Heterofunctional supports for the one-step purification, immobilization and stabilization of large multimeric enzymes: Amino-glyoxyl versus amino-epoxy supports

Abstract

For the immobilization-stabilization of multimeric enzymes, we propose a novel heterofunctional support containing a very low concentration of ionized amino groups and a very high concentration of very poorly reactive glyoxyl (aldehyde) groups. A large tetrameric enzyme, β-galactosidase from Thermus sp., was purified and dramatically stabilized with this novel support. The enzyme was first immobilized by physical adsorption via selective multipoint anionic exchange involving the largest region of the enzyme containing all enzyme subunits. Then, an additional long incubation of the immobilized derivative under alkaline conditions was performed in order to promote an intense intramolecular multipoint covalent attachment between amino groups of the adsorbed enzyme and the very stable glyoxyl groups on the support.
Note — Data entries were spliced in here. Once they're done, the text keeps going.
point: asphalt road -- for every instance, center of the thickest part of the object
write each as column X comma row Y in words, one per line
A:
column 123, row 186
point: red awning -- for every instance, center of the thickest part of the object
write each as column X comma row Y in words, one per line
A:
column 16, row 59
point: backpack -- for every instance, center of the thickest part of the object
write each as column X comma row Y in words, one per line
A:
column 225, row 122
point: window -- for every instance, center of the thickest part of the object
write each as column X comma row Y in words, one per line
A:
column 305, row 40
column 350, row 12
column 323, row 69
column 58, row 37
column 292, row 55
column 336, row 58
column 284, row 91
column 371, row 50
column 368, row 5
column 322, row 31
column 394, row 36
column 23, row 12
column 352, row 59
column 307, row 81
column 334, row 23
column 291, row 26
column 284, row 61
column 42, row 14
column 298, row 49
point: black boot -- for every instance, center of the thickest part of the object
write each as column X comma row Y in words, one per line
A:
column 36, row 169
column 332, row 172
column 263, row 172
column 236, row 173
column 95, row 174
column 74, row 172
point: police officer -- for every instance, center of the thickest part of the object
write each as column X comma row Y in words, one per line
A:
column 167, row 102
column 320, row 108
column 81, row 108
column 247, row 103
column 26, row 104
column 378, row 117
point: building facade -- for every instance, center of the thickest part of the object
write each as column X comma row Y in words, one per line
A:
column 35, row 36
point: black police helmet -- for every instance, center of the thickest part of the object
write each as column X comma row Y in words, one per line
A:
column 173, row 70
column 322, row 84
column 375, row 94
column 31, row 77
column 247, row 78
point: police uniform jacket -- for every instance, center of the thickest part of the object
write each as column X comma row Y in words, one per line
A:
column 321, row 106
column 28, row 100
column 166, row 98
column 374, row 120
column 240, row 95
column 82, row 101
This novel β-galactosidase derivative is the first one in which the four subunits of this enzyme become attached to a pre-existing support. Additionally, the novel amino-glyoxyl supports were much more suitable than amino-epoxy supports for intramolecular multipoint covalent immobilization of the adsorbed enzyme onto the support. In fact, at pH 7.0, the new supports covalently immobilize the physically adsorbed protein 24-fold more rapidly than epoxy supports. Furthermore, derivatives prepared on amino-glyoxyl supports preserved 85% of catalytic activity and were 5-fold more stable than derivatives prepared on amino-epoxy supports and more than 1000-fold more stable than soluble enzyme.